For the most recent six-monthly survey participants shared their considerations about investments, asset classes, asset allocation and financial markets for this year.

Camradata managing director, Sean Thompson, said: "While emerging market equity and global equity were selected by most investors, all asset classes are being considered to some extent right now including private equity, private debt, infrastructure, high yield bonds, and Japanese equity and many others."

Top of investment concerns was the low yield environment, which the market continues to experience, followed by the importance of meeting total return objectives – an issue that is high on investors' agendas.

Thompson added: "Investors also appear to be more concerned about protecting capital and economic uncertainty than market volatility.

"The uncertainty around Brexit, Trump's leadership and the challenges of optimising market performance, and balancing risk over return, are also issues that will impact investment decision making."

While Environmental, Social and Governance (ESG) is also a hot topic in the asset management industry, more than half of pension schemes, consultants and investors did not expect asset managers to have integrated ESG into their investment strategy.

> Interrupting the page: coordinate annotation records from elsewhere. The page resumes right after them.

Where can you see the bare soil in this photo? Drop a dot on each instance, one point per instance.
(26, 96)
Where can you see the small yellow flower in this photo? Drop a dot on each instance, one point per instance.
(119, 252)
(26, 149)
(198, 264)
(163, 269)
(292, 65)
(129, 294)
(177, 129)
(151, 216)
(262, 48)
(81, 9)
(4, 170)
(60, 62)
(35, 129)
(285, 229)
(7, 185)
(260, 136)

"Contrary to the views of investors and consultants, most asset managers have integrated ESG into their investment process," Thompson said.

In terms of interest rate rises over the next year, over 70% of respondents said they didn't expect any changes in the UK or Euro interest rates, whereas 61% believe interest rates in the US will increase by 25bps over the same period.

Thompson concluded, "Most respondents are pretty neutral about the outlook for investments in the US, UK, European and global financial markets over the next year.

"However, there appears to be slightly more optimism in the market especially with the European and global financial markets, but slightly more pessimism with the UK and US markets."